Sonnet continues to try to live up to her father’s expectations in order to earn his approval, a challenging task. She even becomes engaged to her father’s campaign manager Orlando Rivera, a man as driven and appearance-conscious as Laurence. In a telling metaphor, when Orlando does her the honor of giving her the key to his apartment, Sonnet—who is supremely organized—loses it.
Orlando is the man she thinks she ought to love, while the man she desires is Zach Alger, a photographer and local Avalon boy. Zach was her best friend in high school, but they went their separate ways afterward, keeping in touch only by phone and text message. Sonnet sees him as someone who wastes his talents due to a lack of ambition, and as such, he has no place in her upwardly mobile life.

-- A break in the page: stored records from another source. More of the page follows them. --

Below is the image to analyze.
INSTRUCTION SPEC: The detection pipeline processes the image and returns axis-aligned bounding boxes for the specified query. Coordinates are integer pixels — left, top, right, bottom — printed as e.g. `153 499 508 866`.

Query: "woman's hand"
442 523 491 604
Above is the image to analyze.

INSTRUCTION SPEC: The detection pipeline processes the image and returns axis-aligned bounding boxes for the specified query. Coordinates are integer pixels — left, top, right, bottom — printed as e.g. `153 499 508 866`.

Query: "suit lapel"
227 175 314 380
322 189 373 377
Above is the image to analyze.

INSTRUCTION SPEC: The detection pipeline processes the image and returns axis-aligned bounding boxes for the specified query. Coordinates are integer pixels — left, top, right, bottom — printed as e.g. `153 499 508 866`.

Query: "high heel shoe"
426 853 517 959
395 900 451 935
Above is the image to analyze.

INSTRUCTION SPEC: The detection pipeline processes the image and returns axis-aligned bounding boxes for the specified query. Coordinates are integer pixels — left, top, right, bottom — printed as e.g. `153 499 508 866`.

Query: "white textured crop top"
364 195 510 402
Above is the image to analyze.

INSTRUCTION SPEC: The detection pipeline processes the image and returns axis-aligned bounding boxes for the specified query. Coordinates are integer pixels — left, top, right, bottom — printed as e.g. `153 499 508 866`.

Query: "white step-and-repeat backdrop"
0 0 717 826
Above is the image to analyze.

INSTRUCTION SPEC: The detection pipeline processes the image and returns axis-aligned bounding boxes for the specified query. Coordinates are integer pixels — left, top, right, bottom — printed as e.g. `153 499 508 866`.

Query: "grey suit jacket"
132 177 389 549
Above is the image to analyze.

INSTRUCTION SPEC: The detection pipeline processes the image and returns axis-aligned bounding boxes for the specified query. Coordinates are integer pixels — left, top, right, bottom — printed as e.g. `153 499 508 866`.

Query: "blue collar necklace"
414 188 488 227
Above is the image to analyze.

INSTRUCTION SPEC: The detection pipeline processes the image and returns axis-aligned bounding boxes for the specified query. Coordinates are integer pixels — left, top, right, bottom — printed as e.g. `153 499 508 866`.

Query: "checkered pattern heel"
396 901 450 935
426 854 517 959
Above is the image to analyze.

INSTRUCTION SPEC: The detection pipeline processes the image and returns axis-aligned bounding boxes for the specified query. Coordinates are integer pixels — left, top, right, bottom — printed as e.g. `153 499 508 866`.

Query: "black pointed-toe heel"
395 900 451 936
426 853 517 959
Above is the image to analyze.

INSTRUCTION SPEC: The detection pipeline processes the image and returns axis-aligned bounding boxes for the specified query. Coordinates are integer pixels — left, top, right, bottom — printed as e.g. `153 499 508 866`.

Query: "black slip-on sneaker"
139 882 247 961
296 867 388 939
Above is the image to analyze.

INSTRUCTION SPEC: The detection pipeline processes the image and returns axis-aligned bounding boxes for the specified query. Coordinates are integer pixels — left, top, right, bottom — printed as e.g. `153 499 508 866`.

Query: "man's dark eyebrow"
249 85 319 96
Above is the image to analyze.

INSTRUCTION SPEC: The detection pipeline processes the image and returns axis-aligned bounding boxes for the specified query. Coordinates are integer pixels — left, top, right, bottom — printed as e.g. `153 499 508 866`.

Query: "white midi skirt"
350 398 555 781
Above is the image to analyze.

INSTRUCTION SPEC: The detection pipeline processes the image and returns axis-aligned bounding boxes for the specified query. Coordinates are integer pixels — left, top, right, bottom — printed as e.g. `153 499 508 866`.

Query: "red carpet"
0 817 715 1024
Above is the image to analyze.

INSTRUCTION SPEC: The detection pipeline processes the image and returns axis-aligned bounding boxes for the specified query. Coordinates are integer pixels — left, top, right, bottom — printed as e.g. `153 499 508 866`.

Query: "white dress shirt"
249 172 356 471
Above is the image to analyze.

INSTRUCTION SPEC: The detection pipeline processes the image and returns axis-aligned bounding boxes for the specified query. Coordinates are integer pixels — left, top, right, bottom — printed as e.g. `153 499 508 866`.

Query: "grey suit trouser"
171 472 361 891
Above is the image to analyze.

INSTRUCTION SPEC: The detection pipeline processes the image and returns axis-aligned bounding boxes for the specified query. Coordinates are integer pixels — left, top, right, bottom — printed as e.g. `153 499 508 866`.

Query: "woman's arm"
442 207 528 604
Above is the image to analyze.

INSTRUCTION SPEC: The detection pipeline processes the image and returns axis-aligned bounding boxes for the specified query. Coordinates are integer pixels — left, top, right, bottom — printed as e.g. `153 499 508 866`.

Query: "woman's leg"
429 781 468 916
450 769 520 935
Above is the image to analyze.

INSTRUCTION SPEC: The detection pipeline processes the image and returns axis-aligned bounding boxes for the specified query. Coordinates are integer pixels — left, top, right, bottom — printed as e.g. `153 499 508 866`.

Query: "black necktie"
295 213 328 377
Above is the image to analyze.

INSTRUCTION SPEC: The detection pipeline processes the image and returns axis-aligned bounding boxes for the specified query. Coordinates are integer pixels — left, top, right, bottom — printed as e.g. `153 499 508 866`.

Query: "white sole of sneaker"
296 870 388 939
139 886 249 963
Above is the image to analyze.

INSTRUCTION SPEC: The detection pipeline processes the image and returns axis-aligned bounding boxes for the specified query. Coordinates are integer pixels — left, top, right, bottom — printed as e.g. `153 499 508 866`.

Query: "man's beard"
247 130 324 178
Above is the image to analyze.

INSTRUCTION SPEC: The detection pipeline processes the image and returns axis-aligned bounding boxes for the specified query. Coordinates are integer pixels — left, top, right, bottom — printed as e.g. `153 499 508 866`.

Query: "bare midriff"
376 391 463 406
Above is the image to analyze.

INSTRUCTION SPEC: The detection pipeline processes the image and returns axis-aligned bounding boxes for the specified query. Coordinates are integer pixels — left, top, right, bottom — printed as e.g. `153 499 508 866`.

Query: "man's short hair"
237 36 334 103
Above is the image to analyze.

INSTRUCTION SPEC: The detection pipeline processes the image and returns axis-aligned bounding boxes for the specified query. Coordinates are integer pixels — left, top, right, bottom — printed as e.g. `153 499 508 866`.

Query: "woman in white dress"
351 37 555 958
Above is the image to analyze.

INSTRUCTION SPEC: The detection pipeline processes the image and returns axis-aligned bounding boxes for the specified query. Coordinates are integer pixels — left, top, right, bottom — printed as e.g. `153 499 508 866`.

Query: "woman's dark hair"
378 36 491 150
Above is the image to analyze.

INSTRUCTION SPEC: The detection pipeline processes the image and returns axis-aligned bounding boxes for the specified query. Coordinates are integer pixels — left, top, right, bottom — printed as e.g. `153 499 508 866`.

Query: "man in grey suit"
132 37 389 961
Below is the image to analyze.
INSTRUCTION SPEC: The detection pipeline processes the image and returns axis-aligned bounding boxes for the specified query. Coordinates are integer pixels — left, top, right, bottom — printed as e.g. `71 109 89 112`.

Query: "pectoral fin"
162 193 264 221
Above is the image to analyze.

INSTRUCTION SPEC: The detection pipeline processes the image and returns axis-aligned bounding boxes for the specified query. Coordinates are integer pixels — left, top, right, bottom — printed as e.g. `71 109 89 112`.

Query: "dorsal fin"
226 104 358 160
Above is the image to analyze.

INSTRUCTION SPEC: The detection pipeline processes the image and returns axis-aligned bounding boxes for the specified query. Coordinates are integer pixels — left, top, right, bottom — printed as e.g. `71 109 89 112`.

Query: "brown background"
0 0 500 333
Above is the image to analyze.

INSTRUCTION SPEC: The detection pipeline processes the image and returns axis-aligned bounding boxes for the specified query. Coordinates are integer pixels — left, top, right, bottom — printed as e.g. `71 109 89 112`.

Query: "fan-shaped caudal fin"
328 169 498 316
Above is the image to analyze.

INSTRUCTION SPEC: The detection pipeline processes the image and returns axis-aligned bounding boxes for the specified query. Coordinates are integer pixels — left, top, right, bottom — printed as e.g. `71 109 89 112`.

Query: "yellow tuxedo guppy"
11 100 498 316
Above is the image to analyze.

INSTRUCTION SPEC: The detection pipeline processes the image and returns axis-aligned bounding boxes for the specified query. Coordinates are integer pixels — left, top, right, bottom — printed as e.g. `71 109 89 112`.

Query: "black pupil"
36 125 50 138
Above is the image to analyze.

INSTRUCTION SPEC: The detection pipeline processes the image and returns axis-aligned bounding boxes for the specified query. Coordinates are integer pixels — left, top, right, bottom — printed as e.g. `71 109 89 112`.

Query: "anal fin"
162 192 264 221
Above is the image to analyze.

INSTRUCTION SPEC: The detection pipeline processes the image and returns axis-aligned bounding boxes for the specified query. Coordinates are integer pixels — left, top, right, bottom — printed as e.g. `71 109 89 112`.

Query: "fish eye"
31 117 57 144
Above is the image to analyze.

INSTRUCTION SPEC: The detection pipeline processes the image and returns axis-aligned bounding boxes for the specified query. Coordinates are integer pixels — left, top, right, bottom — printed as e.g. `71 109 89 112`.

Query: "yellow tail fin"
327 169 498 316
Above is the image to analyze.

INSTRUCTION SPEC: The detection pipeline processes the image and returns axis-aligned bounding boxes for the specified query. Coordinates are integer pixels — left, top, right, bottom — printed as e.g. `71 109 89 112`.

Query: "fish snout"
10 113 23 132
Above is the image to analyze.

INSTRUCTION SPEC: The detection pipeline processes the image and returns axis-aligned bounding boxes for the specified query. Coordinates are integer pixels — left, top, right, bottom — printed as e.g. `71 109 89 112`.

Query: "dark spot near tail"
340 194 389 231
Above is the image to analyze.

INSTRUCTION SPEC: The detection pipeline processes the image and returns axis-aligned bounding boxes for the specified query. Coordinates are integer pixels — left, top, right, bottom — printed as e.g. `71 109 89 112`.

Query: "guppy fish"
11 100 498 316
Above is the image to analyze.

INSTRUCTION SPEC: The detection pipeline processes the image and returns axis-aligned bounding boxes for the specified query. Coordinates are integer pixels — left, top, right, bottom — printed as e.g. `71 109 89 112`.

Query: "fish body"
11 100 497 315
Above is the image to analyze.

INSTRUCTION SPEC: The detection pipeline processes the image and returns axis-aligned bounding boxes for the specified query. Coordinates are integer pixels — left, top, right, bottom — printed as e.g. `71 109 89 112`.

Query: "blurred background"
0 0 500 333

At her stepsister Daisy’s wedding, she unexpectedly encounters him, finding he has grown into an intriguing man. After too much champagne, she succumbs to the attraction and to his sexual expertise in the cockpit of a Chris Craft on the lake, an encounter she regrets almost immediately. It changes their friendship to the point where she feels she can no longer share her triumphs and troubles with him.
The heart of Return to Willow Lake, though, lies in the complex relationship among Sonnet, her mother, and her father. Sonnet is torn between the demands of the profound love she feels for her mother and the precarious love she tries to win from her father.
She has channeled her considerable energies and talents into advancing in the career direction the politically motivated Laurence approves of, even as she has moved farther away from a job that satisfies her on a deeper level. As a rising star at UNESCO she helps children as a group, but she no longer has the personal contact with individual children she find so satisfying.
Sonnet finally feels she has her father’s full attention and approval when she wins an important fellowship that will take her abroad. At the same time, she learns that her mother is pregnant with complications that place her life at risk. (Sonnet was born when Nina was a teenager, so her mother is still a relatively young woman.)
Laurence is appalled when Sonnet turns down the fellowship to return to Avalon to care for her mother. Once again, she has to struggle to reconcile the opposing claims of her two very different parents.
In Avalon, Sonnet is forced to face her complicated feelings for Zach because they both accept positions working for a reality television show filming there.
One of the most entertaining and vibrant secondary characters in the book is the show’s star Jezebel, a hip-hop performer forced to do community service with underprivileged children at a camp in Avalon. Jezebel takes no nonsense from anyone, setting a useful example for Sonnet.
Since Sonnet is of mixed race, the African American Jezebel also brings those issues to the fore. Ms. Wiggs handles Sonnet’s efforts to accept the two sides of her heritage with tender emotional depth.
As the simple life of Avalon collides with the high-powered world of national politics, Sonnet must reexamine her priorities and makes some significant changes in her life.
Return to Willow Lake is a story of self-discovery, of friendship lost and reclaimed, and of the obligations and stresses of family. Ms. Wiggs writes with grace and a true understanding of the difficulties everyone faces in dealing with those issues. Sonnet’s journey is one the reader will find both compelling and real.